You might take a look at this site and see what they did on this subject.

I personally use some of the Abteilung 502 colors, like Olive green and Buff, along with W&N oils like Yellow Ochre, Raw Sienna, Payne’s Grey, Raw Umber, Naples Yellow and Burnt Sienna.


Thank you for your advice and very nice work!

Welcome aboard NN … Can’t help on the oil dot method as I rarely use it, some of the guys do so you will get some good info and ideas :+1:

I’ve started to use oils more and more. I’d say the following, go sparingly at first, if you apply them over a thin coat of mineral spirits they will spread more than you expect. Keep a color wheel handy so you don’t accidentally blend two oils to get an unexpected hue.
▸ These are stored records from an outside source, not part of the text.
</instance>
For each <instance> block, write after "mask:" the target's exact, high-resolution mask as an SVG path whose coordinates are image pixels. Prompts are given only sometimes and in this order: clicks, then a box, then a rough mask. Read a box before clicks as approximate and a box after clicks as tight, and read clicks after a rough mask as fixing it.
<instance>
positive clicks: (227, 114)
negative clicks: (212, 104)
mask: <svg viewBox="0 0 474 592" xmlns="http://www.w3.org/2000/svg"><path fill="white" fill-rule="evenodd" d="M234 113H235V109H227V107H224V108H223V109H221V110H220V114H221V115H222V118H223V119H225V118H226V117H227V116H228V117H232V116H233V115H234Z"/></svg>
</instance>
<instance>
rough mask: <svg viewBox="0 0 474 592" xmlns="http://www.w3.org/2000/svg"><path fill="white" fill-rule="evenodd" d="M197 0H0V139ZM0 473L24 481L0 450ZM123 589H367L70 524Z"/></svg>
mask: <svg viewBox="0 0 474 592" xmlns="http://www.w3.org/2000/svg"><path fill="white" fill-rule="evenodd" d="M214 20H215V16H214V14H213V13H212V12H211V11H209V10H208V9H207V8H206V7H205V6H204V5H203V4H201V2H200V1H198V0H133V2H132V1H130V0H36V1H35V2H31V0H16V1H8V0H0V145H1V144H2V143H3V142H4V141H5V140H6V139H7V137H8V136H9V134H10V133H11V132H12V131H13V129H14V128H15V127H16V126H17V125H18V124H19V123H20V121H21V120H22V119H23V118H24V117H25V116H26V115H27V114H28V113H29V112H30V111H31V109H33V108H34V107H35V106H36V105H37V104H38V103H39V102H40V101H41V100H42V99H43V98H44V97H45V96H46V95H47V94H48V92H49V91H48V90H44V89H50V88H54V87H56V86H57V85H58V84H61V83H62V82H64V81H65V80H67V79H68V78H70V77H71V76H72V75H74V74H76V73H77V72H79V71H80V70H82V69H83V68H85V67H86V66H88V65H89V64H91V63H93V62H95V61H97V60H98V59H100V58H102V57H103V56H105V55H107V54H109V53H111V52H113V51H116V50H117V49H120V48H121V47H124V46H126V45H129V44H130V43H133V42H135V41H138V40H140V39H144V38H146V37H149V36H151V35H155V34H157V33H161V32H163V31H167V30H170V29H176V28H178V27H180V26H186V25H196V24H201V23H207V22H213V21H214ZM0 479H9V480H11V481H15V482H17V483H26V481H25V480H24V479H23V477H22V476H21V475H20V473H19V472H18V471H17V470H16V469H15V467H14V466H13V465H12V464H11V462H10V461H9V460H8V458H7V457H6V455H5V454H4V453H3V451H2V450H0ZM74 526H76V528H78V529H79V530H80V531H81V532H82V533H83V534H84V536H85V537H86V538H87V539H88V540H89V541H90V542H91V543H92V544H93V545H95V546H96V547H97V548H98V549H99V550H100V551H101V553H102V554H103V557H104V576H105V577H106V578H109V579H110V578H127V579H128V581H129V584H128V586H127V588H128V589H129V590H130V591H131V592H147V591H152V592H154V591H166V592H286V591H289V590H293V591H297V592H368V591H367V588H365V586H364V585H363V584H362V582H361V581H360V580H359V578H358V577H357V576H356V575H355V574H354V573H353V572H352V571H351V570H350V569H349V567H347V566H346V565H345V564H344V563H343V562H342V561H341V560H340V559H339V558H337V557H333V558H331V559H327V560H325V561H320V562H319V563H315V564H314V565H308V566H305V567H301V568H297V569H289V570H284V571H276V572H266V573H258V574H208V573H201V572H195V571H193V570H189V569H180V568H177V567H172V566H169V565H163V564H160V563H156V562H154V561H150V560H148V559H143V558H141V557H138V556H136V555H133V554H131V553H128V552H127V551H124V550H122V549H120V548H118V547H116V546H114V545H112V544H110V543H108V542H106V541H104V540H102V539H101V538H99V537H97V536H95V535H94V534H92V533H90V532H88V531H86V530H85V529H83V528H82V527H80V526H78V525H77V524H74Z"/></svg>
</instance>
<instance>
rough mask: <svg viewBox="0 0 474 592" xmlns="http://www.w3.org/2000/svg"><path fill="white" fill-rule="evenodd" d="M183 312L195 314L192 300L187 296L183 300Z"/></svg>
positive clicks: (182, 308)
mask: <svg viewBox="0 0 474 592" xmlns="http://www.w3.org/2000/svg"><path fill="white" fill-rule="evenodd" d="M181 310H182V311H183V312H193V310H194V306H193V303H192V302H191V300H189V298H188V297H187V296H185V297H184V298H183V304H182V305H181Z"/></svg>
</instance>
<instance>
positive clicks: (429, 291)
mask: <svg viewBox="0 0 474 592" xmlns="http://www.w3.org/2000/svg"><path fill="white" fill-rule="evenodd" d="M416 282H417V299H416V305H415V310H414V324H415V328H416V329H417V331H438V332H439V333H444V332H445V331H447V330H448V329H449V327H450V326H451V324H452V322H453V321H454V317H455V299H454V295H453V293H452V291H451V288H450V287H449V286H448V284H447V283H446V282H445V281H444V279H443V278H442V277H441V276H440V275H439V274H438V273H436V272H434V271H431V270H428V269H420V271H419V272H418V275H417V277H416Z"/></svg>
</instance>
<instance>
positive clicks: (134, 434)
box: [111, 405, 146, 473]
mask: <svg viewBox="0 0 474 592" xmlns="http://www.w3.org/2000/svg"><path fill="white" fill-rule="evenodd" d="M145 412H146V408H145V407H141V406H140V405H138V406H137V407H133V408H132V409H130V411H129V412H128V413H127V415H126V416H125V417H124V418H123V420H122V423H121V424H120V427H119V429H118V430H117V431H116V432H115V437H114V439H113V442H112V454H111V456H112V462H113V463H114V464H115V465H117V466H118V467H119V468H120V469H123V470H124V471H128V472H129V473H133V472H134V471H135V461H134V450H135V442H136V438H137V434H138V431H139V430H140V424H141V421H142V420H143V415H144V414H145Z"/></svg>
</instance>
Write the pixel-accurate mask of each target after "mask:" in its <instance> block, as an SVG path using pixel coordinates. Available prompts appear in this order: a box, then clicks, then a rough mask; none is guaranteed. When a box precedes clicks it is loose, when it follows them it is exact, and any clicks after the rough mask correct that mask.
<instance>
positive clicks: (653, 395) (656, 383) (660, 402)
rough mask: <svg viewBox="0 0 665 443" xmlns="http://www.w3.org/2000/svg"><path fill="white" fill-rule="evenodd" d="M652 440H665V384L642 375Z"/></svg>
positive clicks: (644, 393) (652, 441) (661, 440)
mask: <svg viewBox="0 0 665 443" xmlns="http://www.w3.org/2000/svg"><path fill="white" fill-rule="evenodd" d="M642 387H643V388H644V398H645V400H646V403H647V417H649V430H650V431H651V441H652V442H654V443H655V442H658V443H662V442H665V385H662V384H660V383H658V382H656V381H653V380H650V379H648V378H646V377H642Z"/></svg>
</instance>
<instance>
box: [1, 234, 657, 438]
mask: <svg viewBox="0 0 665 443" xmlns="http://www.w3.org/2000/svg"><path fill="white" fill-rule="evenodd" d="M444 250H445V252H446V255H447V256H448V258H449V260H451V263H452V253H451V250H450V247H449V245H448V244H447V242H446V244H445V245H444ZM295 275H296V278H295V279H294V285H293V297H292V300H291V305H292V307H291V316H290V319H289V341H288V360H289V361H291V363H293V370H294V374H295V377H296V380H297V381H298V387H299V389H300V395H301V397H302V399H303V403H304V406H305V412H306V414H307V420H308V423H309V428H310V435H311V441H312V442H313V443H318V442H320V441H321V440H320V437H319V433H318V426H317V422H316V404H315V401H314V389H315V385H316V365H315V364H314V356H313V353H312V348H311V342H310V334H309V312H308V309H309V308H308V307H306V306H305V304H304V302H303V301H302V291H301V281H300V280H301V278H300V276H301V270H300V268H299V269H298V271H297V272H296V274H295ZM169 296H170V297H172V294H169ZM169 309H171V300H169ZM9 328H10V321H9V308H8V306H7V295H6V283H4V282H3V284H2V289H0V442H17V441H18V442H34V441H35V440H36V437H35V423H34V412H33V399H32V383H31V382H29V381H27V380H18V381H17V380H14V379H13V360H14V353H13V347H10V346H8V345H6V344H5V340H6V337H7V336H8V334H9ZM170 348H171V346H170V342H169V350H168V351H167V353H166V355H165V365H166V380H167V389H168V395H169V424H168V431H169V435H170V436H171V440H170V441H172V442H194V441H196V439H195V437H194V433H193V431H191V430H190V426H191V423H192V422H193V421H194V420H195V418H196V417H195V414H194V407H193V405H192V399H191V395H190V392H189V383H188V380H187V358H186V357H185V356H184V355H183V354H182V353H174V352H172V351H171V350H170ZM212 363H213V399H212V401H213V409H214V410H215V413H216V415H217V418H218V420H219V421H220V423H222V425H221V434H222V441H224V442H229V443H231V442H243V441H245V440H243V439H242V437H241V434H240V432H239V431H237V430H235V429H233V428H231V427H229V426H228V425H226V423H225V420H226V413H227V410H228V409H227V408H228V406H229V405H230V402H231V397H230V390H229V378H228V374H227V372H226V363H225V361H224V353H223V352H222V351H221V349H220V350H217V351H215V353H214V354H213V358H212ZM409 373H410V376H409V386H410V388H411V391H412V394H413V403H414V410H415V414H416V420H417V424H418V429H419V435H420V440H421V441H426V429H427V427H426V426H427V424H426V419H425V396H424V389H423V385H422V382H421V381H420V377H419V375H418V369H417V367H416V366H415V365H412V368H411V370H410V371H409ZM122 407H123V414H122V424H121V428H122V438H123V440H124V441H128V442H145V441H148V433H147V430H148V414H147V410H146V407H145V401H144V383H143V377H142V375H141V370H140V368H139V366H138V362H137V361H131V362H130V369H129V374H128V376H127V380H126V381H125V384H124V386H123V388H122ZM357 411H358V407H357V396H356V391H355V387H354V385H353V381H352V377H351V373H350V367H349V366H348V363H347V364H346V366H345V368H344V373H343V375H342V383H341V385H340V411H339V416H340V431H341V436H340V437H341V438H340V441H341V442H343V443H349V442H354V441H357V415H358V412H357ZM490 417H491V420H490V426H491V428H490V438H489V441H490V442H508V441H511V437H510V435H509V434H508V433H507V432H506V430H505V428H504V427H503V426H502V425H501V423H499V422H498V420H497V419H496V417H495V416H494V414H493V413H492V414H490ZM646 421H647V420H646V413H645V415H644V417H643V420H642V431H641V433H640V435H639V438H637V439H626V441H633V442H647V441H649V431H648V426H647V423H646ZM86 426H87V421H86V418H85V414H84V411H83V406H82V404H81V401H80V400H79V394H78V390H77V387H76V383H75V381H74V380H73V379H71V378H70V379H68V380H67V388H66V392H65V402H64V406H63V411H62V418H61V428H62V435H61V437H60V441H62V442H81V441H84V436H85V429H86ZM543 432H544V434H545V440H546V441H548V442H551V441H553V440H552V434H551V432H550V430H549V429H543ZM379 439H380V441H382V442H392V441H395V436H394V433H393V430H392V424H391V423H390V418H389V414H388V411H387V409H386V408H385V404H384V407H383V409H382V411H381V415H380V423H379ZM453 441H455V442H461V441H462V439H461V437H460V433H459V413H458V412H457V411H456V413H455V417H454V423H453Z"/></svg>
My first go I used some primary blues and yellows and got a heavier green tint but learning is part of it.

If you want to enrich your base colors choose one to two oils that compliment it, browns w umbers for example. If you are using it to fade and blend then use umbers, siennas, Payne grey and blacks. White and lighter colors should brighten the base colors from experience.

If I’m leaning more on weathering like streaks and trying to mute my base I stick to greys, blacks for rain streaks. If it’s more rust and mud and dirt then I favor umbers and siennas. Streaks I pull the oils in the natural flow that it would follow so on a Sherman my dots are on the upper hull and turret and worked downwards. On a NATO style tri color I center my dots in the middle of the color and work outwards (hope that makes sense) if I’m trying to get a richer finish.

Be sure to ‘leach’ the linseed oil out before you start. I put a dab of the colors I want to work with on cardboard first, let them sit about 15 minutes or so then you’ll be working with the prime pigment part of the oils. They’ll cooperate better with you minus the linseed oil. I apply sparingly with a small dot on the end of a toothpick, as I mentioned they’ll cover more area than you’d expect so it’s easier to add and layer than to go too much and try and remove from my experience.